Distraction - Bruce Sterling [60]
“What a horrible thing to say.”
“We could do it, all right. Especially if you weighed in with us, if you’d let us advise you and help you. My krewe and I, we took an architect who had five percent approval ratings and we made him Senator from Massachusetts. Your sad little fishbowl has never seen people like us.”
“Well …” She sighed. “I’ll have to think about it.”
“Good. You do that. I’ll be gone for a while. Washington, Boston.… Give the subject some serious thought.” His stomach rumbled. “After all that ranting, I’m not a bit sleepy. Are you sleepy?”
“God, no.”
“I’m starving. Let’s go get something to eat. You brought a car, right?”
“It’s a junker car. Internal combustion.”
“It’ll get us into a real town. I’ll take you out tonight. We’ll go out somewhere, we’ll paint the town together.”
“Are you nuts? You can’t do that. Crazy people are trying to kill you.”
He waved a hand. “Oh, who cares? We can’t live that way. What’s the use? Anyway, the risk is minimal here. It would take a major-league intelligence operation to track us down here in this dump. I’m much safer at some random restaurant than I’ll be in Washington or Boston. This is our only night together. Let’s be brave. Let’s find the nerve to be happy.”
They dressed, left the beach house, got into the car. Greta started it with a metal key. The engine growled in ugly piston-popping fashion. Then Greta’s phone rang.
“Don’t answer it,” Oscar said.
She ignored him. “Yes?” She paused, then handed it over. “It’s for you.”
It was Fontenot. “What the hell do you think you’re doing?”
“Are you still awake? We’re going out for dinner.”
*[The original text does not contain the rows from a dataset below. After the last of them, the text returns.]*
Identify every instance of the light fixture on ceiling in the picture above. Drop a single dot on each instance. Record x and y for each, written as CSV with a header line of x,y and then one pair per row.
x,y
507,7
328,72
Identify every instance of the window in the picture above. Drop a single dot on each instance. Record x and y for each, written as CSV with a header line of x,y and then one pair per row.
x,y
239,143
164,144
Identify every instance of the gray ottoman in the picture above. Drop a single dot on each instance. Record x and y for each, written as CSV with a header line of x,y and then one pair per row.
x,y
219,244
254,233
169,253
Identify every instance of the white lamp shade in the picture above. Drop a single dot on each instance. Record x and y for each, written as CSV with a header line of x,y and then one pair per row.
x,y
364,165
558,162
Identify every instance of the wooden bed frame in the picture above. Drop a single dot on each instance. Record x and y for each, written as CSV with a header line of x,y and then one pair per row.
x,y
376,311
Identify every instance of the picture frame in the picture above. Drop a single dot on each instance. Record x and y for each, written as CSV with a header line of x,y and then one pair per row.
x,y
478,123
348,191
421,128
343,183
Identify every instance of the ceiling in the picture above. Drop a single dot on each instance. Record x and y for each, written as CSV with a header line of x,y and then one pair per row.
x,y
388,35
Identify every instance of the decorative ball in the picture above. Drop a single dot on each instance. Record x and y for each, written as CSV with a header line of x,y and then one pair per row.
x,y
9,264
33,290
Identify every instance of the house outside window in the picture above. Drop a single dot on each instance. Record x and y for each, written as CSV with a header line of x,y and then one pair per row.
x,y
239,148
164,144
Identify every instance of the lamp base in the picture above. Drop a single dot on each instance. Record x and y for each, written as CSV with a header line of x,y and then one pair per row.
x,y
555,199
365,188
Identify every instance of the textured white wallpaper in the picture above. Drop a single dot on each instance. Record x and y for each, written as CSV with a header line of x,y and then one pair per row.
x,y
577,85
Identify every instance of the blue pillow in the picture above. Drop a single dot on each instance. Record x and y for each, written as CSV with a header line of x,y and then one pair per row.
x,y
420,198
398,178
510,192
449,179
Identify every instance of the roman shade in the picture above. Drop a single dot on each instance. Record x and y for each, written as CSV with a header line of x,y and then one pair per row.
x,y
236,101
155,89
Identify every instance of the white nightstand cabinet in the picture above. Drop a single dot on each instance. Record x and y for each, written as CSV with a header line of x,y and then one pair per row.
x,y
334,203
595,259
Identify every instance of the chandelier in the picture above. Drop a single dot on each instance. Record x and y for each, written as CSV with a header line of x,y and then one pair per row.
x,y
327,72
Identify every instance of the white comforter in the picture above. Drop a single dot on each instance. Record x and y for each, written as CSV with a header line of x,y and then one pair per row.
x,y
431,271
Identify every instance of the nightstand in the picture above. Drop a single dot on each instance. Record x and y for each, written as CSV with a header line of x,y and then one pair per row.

“Of course I’m awake! I was up as soon as you left the safe house. You can’t leave Holly Beach, Oscar.”
“Look, it’s the middle of the night, nobody knows we’re here, we’re in a rented car with no history, and we’re picking a town at random.”
“You want to eat? We’ll bring you in some food. What if you get pulled over by a parish sheriff? They’ll punch you into the state police net. You think that’ll be a fun experience for a Yankee who’s crossed Green Huey? Think otherwise, pal.”
“Should that happen, I’ll lodge a complaint with the American embassy.”
“Very funny. Stop being stupid, okay? I finessed the Holly Beach thing for you, and that wasn’t easy. If you depart from the itinerary, I can’t be responsible.”
“Keep driving,” Oscar told Greta. “Jules, I appreciate your professionalism, I really do, but we need to do this, and there’s no time to argue about it.”
“All right,” Fontenot groaned. “Take the highway east and I’ll get back to you.”
Oscar hung up and gave Greta her phone. “Did you ever have a bodyguard?” he said.
She nodded. “Once. After the Nobel announcement. It was me and Danny Yearwood. After the big news broke, Danny started getting all these threats from the animal rights people.… Nobody ever threatened me about it, and that was so typical. They just went after Danny. We shared the Nobel, but I was the one doing all the labwork.… We had some security during the press coverage, but the stalkers just waited them out. Later they jumped poor Danny outside his hotel and broke both his arms.”
“Really.”
“I always figured it was the fetal-tissue people who were the real anti-science crazies. The righters mostly just broke into labs and stole animals.”
She peered carefully into the moving pool of headlights, grasping the wheel with her narrow hands. “Danny was so good about the credit. He put my name first on the paper—it was my hypothesis, I did the labwork, so that was very ethical, but he was just such an angel about it. He just fought for me and fought for me, he never let them overlook me. He gave me every credit that he could, and then they stalked him and beat him up, and they completely ignored me. His wife really hated my guts.”
“How is Dr. Yearwood, these days? How could I get in touch with him?”
“Oh, he’s out. He left science, he’s in banking now.”
“You’re kidding. Banking? He won the Nobel Prize for medicine.